Although there have been some early documented cases of prosopagnosia, it was not until 1947 that German neurologist, Joachim Bodamer coined the term prosopagnosia from the Greek words prosopon which means face and agnosia which means non-knowledge. A person suffering from this disorder has the ability to recognize objects but has an impaired ability to recognize faces.
The causes of this disorder have as yet to be determined but some researchers suppose that it might have something to do with damages on the fusiform gyrus which is regarded as that part of the brain which is related to face recognition. Another disorder closely related to prosopagnosia is prosophenosia in which patients who suffer damages in the temporal and occipital lobes become unable to recognize faces.
Prosopagnosia was at first thought of as solely resulting from damages to some parts of the brain resulting from injury but there is evidence that the disorder may also be congenital or hereditary, with some form of prosopagnosia occurring more commonly among ordinary people than originally imagined.

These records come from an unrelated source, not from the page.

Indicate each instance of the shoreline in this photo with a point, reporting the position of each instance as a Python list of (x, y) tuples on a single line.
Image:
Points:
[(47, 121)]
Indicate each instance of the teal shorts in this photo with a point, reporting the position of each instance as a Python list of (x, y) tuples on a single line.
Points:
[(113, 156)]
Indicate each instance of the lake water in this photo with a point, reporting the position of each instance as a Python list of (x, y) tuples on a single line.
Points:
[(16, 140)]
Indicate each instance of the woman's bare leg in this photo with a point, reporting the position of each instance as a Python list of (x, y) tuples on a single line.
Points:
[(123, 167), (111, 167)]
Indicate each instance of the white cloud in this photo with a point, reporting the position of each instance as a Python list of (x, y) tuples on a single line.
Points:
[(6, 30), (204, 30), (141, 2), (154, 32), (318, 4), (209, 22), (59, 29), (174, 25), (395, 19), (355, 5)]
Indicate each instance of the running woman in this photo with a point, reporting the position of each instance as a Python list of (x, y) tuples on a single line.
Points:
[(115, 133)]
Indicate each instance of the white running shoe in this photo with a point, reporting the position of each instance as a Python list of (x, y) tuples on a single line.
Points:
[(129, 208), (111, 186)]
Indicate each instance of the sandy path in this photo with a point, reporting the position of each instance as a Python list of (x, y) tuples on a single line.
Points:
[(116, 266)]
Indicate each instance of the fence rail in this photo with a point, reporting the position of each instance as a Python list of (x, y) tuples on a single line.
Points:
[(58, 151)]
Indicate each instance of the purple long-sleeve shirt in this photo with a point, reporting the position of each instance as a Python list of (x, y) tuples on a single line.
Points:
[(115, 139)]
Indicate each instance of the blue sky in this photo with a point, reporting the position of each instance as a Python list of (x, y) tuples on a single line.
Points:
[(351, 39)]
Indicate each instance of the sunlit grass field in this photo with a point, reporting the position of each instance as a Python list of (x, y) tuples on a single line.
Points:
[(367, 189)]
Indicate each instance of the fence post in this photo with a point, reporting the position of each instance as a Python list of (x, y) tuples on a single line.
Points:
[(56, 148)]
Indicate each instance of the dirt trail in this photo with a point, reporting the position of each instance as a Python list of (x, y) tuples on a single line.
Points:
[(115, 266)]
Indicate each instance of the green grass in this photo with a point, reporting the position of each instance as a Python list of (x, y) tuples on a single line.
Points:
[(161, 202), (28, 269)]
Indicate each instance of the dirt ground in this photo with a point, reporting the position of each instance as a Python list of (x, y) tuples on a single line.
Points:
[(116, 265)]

Since recognition of faces and associated memories of faces and other information on people are crucial in socialization, people with prosopagnosia also find it hard to relate normally among social circles.
To date there are three subtypes of prosopagnosia, Developmental, Associative and Apperceptive prosopagnosia. Developmental prosopagnosia may possibly be a kind of congenital prosopagnosia in which patients are born with selective impairment in face recognition.

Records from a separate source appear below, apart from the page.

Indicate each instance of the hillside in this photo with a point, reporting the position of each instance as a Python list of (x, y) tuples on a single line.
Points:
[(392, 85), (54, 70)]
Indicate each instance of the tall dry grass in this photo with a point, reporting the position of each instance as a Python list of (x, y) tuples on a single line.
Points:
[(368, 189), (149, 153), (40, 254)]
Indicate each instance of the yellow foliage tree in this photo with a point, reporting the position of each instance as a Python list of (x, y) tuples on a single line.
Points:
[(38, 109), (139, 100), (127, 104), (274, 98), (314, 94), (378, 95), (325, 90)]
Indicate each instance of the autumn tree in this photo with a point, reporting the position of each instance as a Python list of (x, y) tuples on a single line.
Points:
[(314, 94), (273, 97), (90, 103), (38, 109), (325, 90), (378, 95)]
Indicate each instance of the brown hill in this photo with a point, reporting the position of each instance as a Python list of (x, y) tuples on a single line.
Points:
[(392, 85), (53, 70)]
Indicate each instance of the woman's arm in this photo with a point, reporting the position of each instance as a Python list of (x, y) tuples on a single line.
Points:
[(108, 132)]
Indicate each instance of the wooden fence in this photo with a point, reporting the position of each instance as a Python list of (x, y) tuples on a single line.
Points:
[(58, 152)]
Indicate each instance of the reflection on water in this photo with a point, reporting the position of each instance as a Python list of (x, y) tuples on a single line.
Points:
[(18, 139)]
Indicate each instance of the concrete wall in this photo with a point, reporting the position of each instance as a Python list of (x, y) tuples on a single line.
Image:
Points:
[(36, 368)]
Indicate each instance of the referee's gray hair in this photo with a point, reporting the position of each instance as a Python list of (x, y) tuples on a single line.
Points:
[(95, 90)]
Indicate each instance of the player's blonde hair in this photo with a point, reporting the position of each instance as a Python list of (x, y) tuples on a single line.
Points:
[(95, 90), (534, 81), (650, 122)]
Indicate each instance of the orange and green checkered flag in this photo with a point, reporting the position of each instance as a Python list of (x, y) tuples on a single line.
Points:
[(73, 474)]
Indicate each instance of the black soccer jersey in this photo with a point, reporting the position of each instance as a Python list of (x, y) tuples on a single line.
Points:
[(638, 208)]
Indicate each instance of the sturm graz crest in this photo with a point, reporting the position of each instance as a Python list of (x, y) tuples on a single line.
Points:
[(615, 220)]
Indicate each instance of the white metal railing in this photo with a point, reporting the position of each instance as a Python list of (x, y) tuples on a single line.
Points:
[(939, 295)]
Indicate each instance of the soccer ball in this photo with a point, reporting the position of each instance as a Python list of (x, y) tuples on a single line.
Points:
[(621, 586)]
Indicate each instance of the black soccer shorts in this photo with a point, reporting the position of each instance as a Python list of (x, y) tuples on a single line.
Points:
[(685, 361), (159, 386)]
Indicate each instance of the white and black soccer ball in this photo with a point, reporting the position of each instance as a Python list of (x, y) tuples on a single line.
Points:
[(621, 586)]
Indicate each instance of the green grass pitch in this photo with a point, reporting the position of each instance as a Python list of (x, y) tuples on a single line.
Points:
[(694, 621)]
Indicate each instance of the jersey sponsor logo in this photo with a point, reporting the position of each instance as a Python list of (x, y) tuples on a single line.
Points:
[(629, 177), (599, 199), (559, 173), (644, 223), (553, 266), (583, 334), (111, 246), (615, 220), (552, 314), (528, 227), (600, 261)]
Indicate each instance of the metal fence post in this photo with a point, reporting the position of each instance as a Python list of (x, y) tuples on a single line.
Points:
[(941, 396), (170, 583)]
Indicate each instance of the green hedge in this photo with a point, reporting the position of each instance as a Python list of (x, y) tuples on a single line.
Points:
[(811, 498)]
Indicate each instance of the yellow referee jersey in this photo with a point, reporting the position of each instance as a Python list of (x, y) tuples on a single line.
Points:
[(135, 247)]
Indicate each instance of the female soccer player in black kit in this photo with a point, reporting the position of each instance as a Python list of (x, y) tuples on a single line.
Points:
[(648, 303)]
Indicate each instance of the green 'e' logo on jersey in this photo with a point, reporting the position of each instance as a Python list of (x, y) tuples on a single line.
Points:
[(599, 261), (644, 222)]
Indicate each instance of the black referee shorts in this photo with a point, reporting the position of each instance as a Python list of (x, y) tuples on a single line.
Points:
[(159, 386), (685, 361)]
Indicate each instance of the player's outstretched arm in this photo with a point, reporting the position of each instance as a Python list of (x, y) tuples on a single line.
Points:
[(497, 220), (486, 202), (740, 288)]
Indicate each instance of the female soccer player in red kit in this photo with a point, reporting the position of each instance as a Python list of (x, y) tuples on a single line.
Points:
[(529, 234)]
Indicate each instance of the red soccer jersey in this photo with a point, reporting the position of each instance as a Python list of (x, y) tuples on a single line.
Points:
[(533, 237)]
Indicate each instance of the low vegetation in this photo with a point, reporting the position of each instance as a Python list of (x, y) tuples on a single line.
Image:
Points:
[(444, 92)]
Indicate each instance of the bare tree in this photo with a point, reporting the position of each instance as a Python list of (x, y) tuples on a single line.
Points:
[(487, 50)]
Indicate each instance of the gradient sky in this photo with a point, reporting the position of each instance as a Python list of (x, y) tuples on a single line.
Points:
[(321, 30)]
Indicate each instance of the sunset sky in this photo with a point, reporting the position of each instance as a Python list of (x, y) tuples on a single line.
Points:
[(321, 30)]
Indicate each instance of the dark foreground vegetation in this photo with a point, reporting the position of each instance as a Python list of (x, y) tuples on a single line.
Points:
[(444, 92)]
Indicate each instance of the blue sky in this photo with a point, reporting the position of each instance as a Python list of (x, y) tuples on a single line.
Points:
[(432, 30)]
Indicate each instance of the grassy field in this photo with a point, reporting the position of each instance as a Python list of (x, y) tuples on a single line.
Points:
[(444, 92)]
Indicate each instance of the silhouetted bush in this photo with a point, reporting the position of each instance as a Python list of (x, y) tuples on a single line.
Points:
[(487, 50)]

Associative prosopagnosia occurs when patients cannot connect the faces of people and the mental information they have of these people. Persons with this disorder may be able to make sense of facial features and determine the sex and probable age of people but cannot associate their facial features with such data as name and occupation.
Apperceptive prosopagnosia is probably the most severe subtype. Those with this disorder simply cannot make any sense of faces at all, although they may be able to deduce a person’s identity by scrutinizing clothing, voice, mannerisms and movements.
While the study of prosopagnosia and its treatment is still at an early stage, the nature of the disorder itself has come to aid the medical and psychological fields in the study of perception. Somehow, studies in prosopagnosia point to the possibility that the human brain has specific areas in the brain responsible for perception.
In related studies on consciousness, it has also been determined through studies with patients with prosopagnosia that although patients with this disorder cannot recognize people just by looking at their faces, some form of recognition happens when an emotional prompt is used. This implies that in recognition, feelings, emotions and stored emotional memories may play a role in recognition.